Agriculture Productivity Performance of North-Western Zone in Tamilnadu Using Data Mining Techniques
C. Arul Kumar 1, G. Manimannan2*
1Assistant Professor, Vivekanandha, College of Arts and Sciences for Women, Tiruchengode, Namakkal, Tamilnadu, INDIA.
2Assistant Professor, Madras Christian College, Tambaram, Chennai, Tamilnadu, INDIA.
*Corresponding Address:
[email protected]
Abstract: Agriculture sector is the mainstay and backbone of the Indian economy. Agriculture plays a vital role in the development of a country. It contributes nearly fifteen percent of Gross Domestic Product (GDP) of India. Seventy percent of the population depends on agriculture for their livelihood. Over the past decade the agriculture production in districts of Tamil Nadu had faced increased yield in all the crops. However, agriculture productivity differs from region to region, which needs a detailed investigation. The main objective of this paper is to analyze the agriculture productivity of Major Crops in North-western zones of Tamil Nadu using Data Mining and Geographical Information System (GIS) techniques. The data was collected from secondary source of Department of Economics and Statistics, Tamilnadu during the period of 2003 to 2012. In this study we examined yield variations, spatial patterns and classification of fifteen major crops. The results achieved three different classifications and are labeled High Yield Districts (HYD), Medium Yield Districts (MYD) and Low Yield Districts (LYD) based on their mean yield of various crops.

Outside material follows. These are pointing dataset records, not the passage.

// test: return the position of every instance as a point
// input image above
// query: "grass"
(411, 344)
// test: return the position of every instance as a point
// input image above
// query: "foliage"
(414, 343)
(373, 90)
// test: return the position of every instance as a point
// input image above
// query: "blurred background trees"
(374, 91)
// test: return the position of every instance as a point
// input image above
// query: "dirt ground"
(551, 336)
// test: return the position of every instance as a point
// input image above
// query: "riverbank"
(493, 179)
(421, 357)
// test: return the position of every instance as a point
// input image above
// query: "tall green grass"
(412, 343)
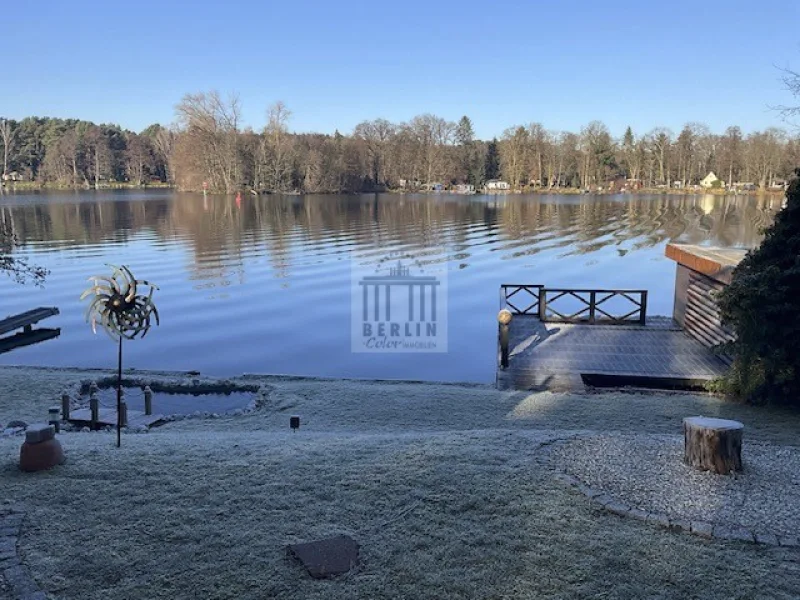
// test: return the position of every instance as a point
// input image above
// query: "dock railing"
(561, 305)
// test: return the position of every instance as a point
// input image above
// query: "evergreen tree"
(492, 169)
(762, 304)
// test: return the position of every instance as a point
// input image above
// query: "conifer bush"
(762, 306)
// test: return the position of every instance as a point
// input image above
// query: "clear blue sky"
(335, 63)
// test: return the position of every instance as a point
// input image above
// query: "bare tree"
(513, 149)
(7, 134)
(211, 127)
(376, 136)
(275, 157)
(660, 140)
(164, 144)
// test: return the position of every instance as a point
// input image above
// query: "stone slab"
(39, 432)
(327, 557)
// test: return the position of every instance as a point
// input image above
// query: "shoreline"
(28, 186)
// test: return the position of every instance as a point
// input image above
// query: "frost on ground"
(647, 472)
(445, 487)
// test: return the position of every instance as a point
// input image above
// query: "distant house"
(495, 185)
(409, 183)
(633, 184)
(778, 184)
(710, 181)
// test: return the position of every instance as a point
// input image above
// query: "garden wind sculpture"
(122, 312)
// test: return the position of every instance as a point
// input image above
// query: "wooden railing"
(588, 306)
(520, 299)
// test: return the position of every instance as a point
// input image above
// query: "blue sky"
(339, 62)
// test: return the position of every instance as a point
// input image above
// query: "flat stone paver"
(328, 557)
(555, 355)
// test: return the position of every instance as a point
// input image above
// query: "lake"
(263, 284)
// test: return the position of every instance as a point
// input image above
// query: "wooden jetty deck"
(564, 350)
(28, 335)
(108, 417)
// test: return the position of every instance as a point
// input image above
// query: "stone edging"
(705, 529)
(16, 575)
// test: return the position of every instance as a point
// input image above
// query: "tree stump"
(712, 444)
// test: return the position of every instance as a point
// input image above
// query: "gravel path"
(647, 472)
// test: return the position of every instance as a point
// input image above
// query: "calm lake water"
(263, 285)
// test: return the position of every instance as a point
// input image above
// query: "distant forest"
(208, 144)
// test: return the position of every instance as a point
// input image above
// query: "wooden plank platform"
(108, 416)
(554, 355)
(26, 319)
(26, 338)
(28, 335)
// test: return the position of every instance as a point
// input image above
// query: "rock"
(767, 539)
(733, 532)
(40, 456)
(328, 557)
(703, 528)
(40, 432)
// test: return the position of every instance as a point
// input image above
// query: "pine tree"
(762, 304)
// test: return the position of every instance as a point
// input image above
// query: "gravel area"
(647, 472)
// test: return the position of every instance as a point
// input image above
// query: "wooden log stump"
(712, 444)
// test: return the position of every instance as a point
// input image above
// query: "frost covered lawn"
(443, 486)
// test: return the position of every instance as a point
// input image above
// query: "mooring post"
(65, 406)
(504, 319)
(123, 414)
(148, 400)
(94, 407)
(53, 419)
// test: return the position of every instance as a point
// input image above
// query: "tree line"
(208, 146)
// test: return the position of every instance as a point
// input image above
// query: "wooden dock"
(602, 338)
(28, 335)
(108, 417)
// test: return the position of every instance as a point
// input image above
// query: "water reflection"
(263, 258)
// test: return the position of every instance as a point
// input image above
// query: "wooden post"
(53, 418)
(542, 304)
(643, 309)
(94, 407)
(65, 406)
(712, 444)
(123, 413)
(148, 400)
(504, 320)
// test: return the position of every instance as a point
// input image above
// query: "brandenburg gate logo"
(404, 310)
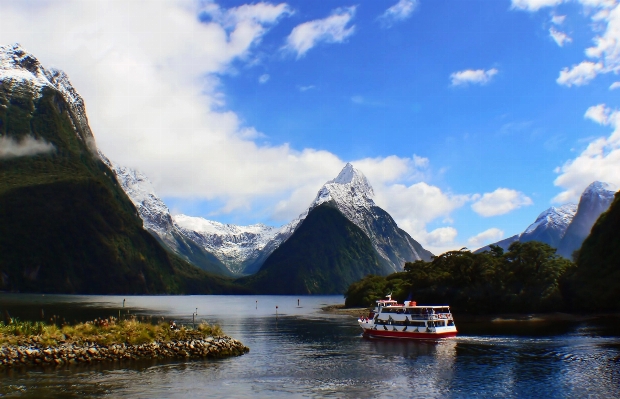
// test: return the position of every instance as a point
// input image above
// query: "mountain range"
(73, 221)
(244, 249)
(566, 227)
(65, 223)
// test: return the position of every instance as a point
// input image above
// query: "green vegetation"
(596, 281)
(101, 331)
(66, 225)
(324, 256)
(527, 278)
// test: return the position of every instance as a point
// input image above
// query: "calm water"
(307, 353)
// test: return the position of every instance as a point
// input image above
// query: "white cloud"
(534, 5)
(605, 52)
(559, 37)
(332, 29)
(499, 202)
(580, 74)
(441, 240)
(478, 76)
(150, 82)
(558, 19)
(28, 146)
(598, 3)
(599, 161)
(598, 113)
(398, 12)
(486, 237)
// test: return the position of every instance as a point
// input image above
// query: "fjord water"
(305, 352)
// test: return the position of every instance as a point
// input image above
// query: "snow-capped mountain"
(157, 219)
(595, 200)
(240, 249)
(243, 249)
(550, 226)
(567, 226)
(237, 247)
(23, 76)
(351, 193)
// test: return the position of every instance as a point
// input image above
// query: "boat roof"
(389, 302)
(400, 305)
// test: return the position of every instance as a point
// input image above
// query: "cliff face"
(595, 200)
(596, 283)
(65, 223)
(324, 255)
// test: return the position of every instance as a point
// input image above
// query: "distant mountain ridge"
(566, 227)
(66, 226)
(244, 249)
(595, 200)
(351, 193)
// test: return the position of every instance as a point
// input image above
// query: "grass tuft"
(100, 331)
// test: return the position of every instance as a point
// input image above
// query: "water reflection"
(307, 353)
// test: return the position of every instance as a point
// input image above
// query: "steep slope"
(237, 247)
(65, 223)
(352, 195)
(549, 227)
(323, 256)
(158, 221)
(595, 200)
(596, 283)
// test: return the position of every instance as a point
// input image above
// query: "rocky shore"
(34, 354)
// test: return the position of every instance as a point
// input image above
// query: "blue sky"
(468, 117)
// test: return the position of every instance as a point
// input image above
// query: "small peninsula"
(37, 344)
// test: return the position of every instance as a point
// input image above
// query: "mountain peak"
(598, 187)
(355, 179)
(347, 174)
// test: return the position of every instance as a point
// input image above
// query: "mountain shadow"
(596, 282)
(66, 226)
(324, 256)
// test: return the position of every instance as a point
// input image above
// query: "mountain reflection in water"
(307, 353)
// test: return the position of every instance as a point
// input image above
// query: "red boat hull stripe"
(407, 335)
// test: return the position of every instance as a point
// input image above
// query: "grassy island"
(24, 343)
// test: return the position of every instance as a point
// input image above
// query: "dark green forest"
(529, 277)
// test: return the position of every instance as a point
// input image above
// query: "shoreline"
(33, 354)
(484, 318)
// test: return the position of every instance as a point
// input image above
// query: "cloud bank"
(500, 202)
(332, 29)
(600, 160)
(27, 147)
(398, 12)
(470, 76)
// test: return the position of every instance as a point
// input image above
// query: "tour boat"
(408, 321)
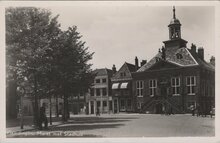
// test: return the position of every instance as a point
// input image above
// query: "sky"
(118, 33)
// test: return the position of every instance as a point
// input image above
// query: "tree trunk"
(57, 109)
(11, 100)
(64, 117)
(50, 111)
(36, 109)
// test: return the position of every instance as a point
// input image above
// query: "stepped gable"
(103, 71)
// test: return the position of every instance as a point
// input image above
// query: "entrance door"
(159, 108)
(92, 107)
(115, 105)
(163, 92)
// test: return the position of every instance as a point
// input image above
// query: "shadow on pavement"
(87, 120)
(83, 127)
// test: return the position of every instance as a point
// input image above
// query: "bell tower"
(175, 39)
(174, 27)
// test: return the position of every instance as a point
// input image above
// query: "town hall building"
(176, 78)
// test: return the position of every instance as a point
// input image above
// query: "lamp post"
(21, 91)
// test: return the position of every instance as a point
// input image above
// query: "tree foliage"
(43, 58)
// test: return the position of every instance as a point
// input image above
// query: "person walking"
(97, 112)
(43, 117)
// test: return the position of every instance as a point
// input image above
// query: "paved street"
(127, 125)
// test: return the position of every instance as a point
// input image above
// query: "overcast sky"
(119, 33)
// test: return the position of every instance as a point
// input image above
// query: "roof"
(188, 59)
(174, 21)
(201, 62)
(125, 68)
(103, 71)
(171, 56)
(131, 67)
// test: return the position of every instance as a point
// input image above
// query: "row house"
(122, 89)
(100, 93)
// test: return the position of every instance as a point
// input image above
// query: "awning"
(115, 85)
(124, 85)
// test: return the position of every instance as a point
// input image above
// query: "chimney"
(163, 56)
(136, 63)
(143, 62)
(201, 53)
(193, 48)
(114, 69)
(212, 60)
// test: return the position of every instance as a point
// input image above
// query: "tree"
(29, 34)
(71, 60)
(44, 59)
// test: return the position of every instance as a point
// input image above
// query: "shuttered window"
(175, 84)
(153, 87)
(191, 85)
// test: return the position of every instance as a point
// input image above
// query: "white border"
(4, 4)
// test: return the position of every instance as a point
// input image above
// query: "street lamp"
(21, 91)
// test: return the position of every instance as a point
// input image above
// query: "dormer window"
(179, 56)
(123, 74)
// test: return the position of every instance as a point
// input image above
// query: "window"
(129, 103)
(97, 92)
(104, 80)
(92, 92)
(98, 104)
(139, 105)
(153, 87)
(191, 104)
(122, 104)
(122, 74)
(179, 56)
(175, 84)
(104, 91)
(140, 87)
(125, 92)
(191, 84)
(97, 80)
(104, 103)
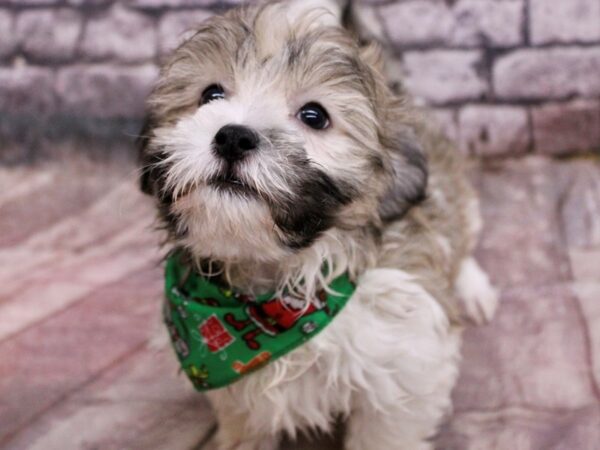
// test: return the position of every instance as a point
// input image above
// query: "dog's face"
(270, 126)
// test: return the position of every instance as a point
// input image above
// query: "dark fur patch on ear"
(409, 177)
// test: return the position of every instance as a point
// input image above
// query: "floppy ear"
(408, 167)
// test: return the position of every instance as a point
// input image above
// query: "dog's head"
(270, 126)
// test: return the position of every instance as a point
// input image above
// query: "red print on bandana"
(216, 337)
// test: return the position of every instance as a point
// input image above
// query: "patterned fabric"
(221, 335)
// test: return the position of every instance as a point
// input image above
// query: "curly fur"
(378, 195)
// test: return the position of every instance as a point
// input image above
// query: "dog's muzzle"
(235, 142)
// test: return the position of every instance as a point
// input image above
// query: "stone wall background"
(504, 77)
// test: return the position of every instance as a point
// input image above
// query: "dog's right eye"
(211, 93)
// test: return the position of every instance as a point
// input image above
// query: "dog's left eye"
(314, 115)
(211, 93)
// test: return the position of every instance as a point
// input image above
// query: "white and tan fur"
(388, 362)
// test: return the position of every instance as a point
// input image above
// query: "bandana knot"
(220, 335)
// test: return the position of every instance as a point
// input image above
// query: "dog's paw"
(478, 297)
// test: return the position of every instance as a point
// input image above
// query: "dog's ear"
(408, 173)
(146, 160)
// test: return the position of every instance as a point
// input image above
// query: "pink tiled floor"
(80, 290)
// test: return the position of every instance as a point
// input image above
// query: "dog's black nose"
(232, 142)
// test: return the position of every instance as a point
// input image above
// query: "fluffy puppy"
(273, 145)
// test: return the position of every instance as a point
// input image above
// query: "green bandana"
(220, 335)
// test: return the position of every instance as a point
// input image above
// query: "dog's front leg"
(234, 432)
(410, 369)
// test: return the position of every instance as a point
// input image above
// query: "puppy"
(273, 147)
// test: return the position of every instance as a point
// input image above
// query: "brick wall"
(505, 77)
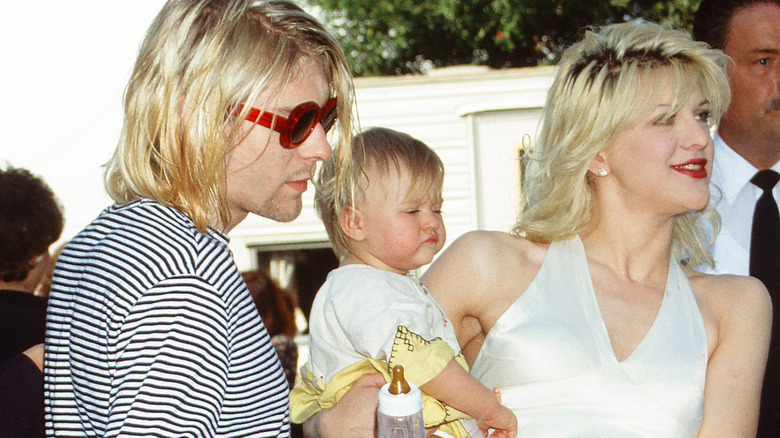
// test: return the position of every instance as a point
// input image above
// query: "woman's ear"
(351, 223)
(598, 165)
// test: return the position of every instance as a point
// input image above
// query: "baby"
(372, 312)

Keywords: Agriculture Productivity, Productivity Regions, Crop Yield, Factor Analysis, k- mean Clustering Techniques, Geographical Information System and Multivariate Discriminant Analysis
Introduction
Agriculture is the back bone of our India. Agriculture and its allied sectors contribute nearly 15 percent of Gross Domestic Product (GDP) of India. Over 70 percent of the population is significantly dependent on agriculture for their livelihood. This sector provides 50 percent of the employment at the national level and it helping for the growth of the economy.The agriculture development is a requirement not only providing the food security of the growing population but also a number of industrial raw materials. In nutshell, agriculture plays an essential role in the process of economic development of the country. Agriculture continues to the major predominant sector of the Tamilnadu economy. The state has a total area of 1.3 lakh sq. km with a gross cropped area around 63 lakh hectares and the contribution to Gross Domestic Product and state domestic product, has higher compared with other sector. Agriculture development of a country or region is dependent on the production of crops. Several efforts have been taken to increase the production and productivity level at different points of time.Agriculture productivity measures that the area are performing less or higher compared with other regions nearby. The concept of agriculture productivity has been extremely used to explain the spatial organization and pattern of agriculture. Productivity is generally is considered into two directions, i) productivity of land ii) Productivity of infrastructure, productivity of land is linked with infrastructure closely. Productivity of land is an important factor of agriculture since it is permanent fixed factor among the three categories of input land, labor and capital. Agriculture productivity of land explained by production of crops in terms of yield per unit.Spatial analysis of agriculture productivity is very important because it can highlight the structure and pattern of production. (Dharmasiri, 2009) Agriculture productivity is defined by several researchers with their views and discipline. Agriculture productivity may be defined as the ‘ratio of index of agriculture output to index of total input used in farm production’ (shafi, 1984)In geography agriculture productivity is defined on “output per unit of input” or “output per unit of land area”. “Yield per unit” should be considered to indicate agriculture productivity (Singh and Dhilion, 2000).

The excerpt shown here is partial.